Cloud’s retort? “Don’t you buy into it!” These perennial bromides only serve to do one thing: to convince sympathetic voters to take a pass, to turn their attention elsewhere, or to simply do nothing. "We are quitting on the five yard line after a long drive to the goal zone," says Cloud. "We are believing that it's impossible. It's a case of 'learned helplessness,' as some psychologists put it. It's a debilitating condition that can be taught to people and animals alike. If we believe that it's impossible, we're not going to make that extra phone call, we're not going to walk that extra block to knock on doors. We become conditioned to aim lower. And it's a weakness that we must overcome if we are to ever make any advances in the political arena."
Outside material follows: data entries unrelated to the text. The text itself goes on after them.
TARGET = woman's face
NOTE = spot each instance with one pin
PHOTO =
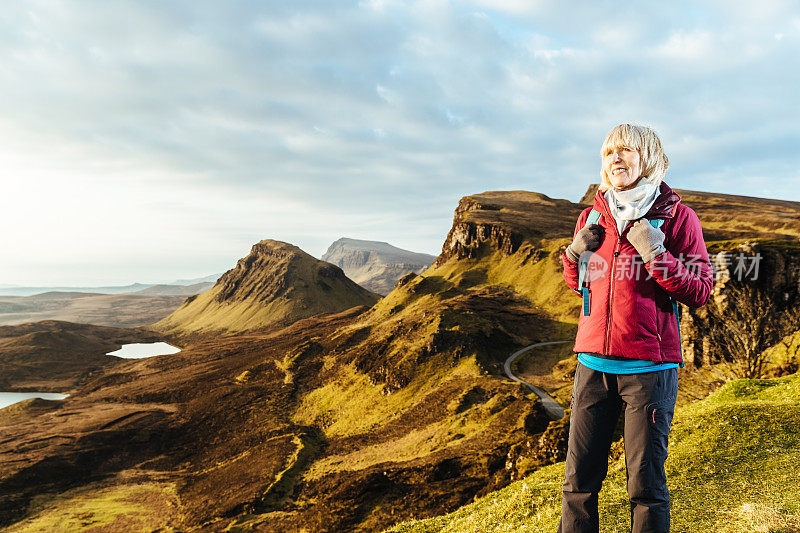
(622, 165)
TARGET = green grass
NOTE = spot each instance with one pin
(733, 467)
(127, 507)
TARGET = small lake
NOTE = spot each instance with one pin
(139, 350)
(9, 398)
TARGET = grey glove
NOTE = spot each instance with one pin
(588, 238)
(647, 240)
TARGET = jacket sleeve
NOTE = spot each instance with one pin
(570, 266)
(683, 270)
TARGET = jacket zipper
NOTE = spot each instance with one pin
(607, 346)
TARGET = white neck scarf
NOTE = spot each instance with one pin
(632, 204)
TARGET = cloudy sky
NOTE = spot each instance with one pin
(147, 141)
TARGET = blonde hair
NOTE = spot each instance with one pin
(654, 161)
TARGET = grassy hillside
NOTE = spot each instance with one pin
(733, 467)
(275, 285)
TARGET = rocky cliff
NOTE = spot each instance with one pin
(375, 265)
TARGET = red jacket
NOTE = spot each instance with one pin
(630, 311)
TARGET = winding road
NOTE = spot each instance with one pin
(551, 407)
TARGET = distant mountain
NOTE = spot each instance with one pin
(53, 355)
(136, 288)
(276, 284)
(375, 265)
(118, 310)
(186, 290)
(115, 289)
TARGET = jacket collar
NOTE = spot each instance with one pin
(664, 207)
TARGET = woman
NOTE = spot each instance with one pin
(643, 251)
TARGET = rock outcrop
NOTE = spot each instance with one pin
(503, 220)
(375, 265)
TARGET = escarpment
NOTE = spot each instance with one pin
(276, 284)
(503, 220)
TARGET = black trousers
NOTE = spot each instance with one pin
(597, 399)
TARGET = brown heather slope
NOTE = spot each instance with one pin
(55, 356)
(275, 285)
(728, 216)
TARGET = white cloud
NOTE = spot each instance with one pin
(173, 136)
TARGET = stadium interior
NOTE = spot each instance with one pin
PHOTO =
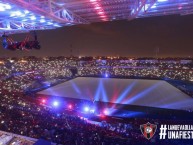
(99, 100)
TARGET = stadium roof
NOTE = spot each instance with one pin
(17, 16)
(139, 92)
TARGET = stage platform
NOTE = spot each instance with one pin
(135, 92)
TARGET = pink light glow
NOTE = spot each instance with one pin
(101, 12)
(43, 101)
(97, 7)
(70, 106)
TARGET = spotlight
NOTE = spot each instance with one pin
(106, 112)
(55, 103)
(43, 100)
(70, 106)
(86, 109)
(92, 111)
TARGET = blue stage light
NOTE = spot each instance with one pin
(86, 109)
(55, 103)
(106, 112)
(33, 18)
(162, 0)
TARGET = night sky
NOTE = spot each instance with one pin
(173, 35)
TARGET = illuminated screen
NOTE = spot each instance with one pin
(141, 92)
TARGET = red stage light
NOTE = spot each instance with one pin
(70, 106)
(97, 7)
(43, 100)
(101, 12)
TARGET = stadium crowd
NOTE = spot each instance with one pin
(18, 74)
(23, 115)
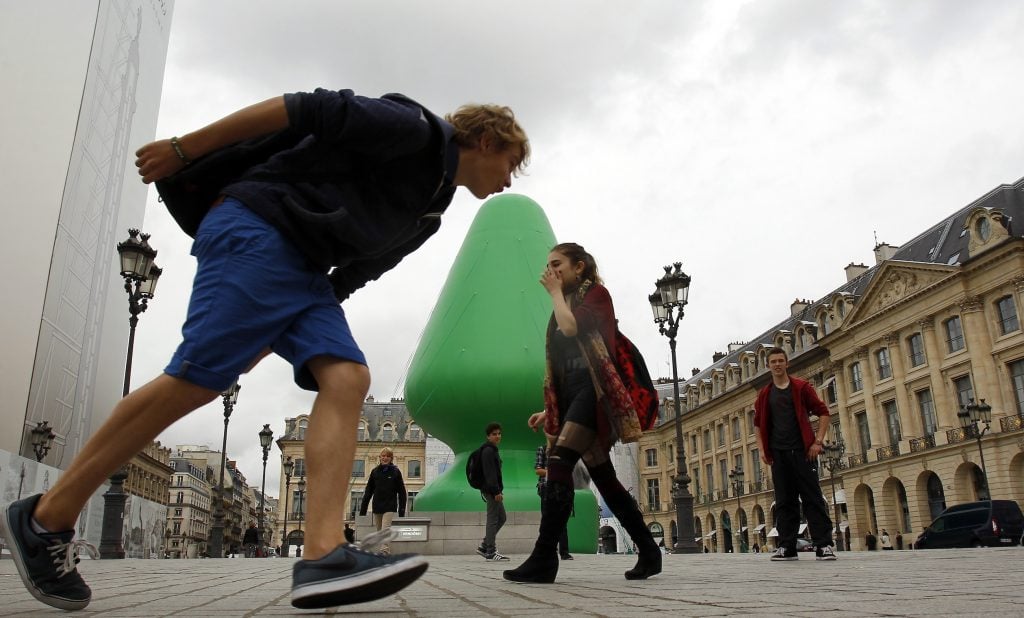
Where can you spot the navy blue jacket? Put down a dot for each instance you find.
(387, 489)
(365, 189)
Second, Cloud talks about the right ways to think about their underdog political party, about how to go from being a Spoiler to being a Dark Horse to being a Contender. "One, don't faint when someone says, 'hey, that makes sense.' Also, recognize that when we get a fair hearing, we win. It’s our job to get a fair hearing. Next, start modelling possibility behaviors."
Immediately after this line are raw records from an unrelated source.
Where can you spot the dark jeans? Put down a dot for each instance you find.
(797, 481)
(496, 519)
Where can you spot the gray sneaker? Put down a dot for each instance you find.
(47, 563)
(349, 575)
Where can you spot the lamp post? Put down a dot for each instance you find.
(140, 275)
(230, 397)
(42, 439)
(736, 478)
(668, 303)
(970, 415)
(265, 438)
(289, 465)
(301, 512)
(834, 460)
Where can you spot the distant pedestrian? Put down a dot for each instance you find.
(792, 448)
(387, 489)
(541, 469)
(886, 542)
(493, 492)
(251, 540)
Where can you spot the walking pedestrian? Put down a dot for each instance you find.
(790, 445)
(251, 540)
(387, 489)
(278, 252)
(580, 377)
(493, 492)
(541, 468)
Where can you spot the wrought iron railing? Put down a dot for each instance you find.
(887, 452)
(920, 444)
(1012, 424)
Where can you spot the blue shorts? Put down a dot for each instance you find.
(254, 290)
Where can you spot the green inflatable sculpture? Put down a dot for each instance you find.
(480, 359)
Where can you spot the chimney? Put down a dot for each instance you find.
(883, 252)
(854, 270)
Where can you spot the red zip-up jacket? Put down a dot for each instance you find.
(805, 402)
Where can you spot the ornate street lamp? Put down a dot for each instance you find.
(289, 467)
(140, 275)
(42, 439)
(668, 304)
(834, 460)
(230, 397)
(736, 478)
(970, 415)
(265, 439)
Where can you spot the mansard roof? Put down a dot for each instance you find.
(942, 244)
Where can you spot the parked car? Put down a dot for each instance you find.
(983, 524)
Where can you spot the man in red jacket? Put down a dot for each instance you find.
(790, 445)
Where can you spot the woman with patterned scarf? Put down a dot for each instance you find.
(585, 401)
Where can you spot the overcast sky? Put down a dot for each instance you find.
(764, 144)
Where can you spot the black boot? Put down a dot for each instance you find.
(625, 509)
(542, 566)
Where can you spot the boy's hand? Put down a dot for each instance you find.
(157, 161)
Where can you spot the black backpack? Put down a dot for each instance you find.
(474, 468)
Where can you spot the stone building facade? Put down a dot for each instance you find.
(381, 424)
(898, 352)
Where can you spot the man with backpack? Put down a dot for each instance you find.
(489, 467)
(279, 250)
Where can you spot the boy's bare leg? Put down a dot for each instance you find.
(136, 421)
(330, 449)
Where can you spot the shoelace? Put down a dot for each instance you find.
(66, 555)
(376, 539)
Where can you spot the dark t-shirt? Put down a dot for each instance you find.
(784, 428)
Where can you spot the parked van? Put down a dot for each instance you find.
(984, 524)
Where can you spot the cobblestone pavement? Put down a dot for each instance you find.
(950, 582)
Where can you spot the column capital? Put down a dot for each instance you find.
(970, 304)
Cloud then offers an inspirational analogy to the movie "Rocky" where the themes of humiliation, courage and hard work are played out in dramatic form. When boxer Rocky Balboa quietly agonizes over his poor chances in the ring against his betters, his clear-eyed wife advises him to pick another goal and win that one. His goal of winning is replaced with the goal of ‘going the distance.’ As Rocky pursues his new reachable goal, his supporters are taken with enthusiasm and excitement and eventually cheer him on to his own right-sized victory in the ring. It's a tale work emulating, says Cloud.

Third, Cloud implores his audience to recognize actual incremental success. Election to political office is not necessarily the measure of success. “When we move the ball forward, we are succeeding.”

“Instead of asking people if Gary Johnson can win, ask them, ‘if he could win, would he make a good president? Would he be good for the country?’ If their answer is ‘Yes,’ then ask them, ‘Why?’ You’ll be pleasantly surprised. Ask them, ‘if you and you alone could push a button and elect a candidate, would you push it for Gary Johnson?’”

Here’s a little secret I learned from Mary Kay Ashe. She said, ‘you don’t have to win to win. I failed my way to success, but I kept failing forward.’ If we fail at 4%, then next time we’ll fail at 6%. Recognize that we can make progress and progress is victory.”

In concluding his vigorous pep talk, Cloud makes one final impassioned and definitive plea to his audience:

“Ladies and gentlemen, I ask you: step aside from your impossibility beliefs. Drop your impossibility behavior. Be willing to move forward. Be willing to open new minds. And we will open ourselves to the possibility of liberty in our lifetimes.”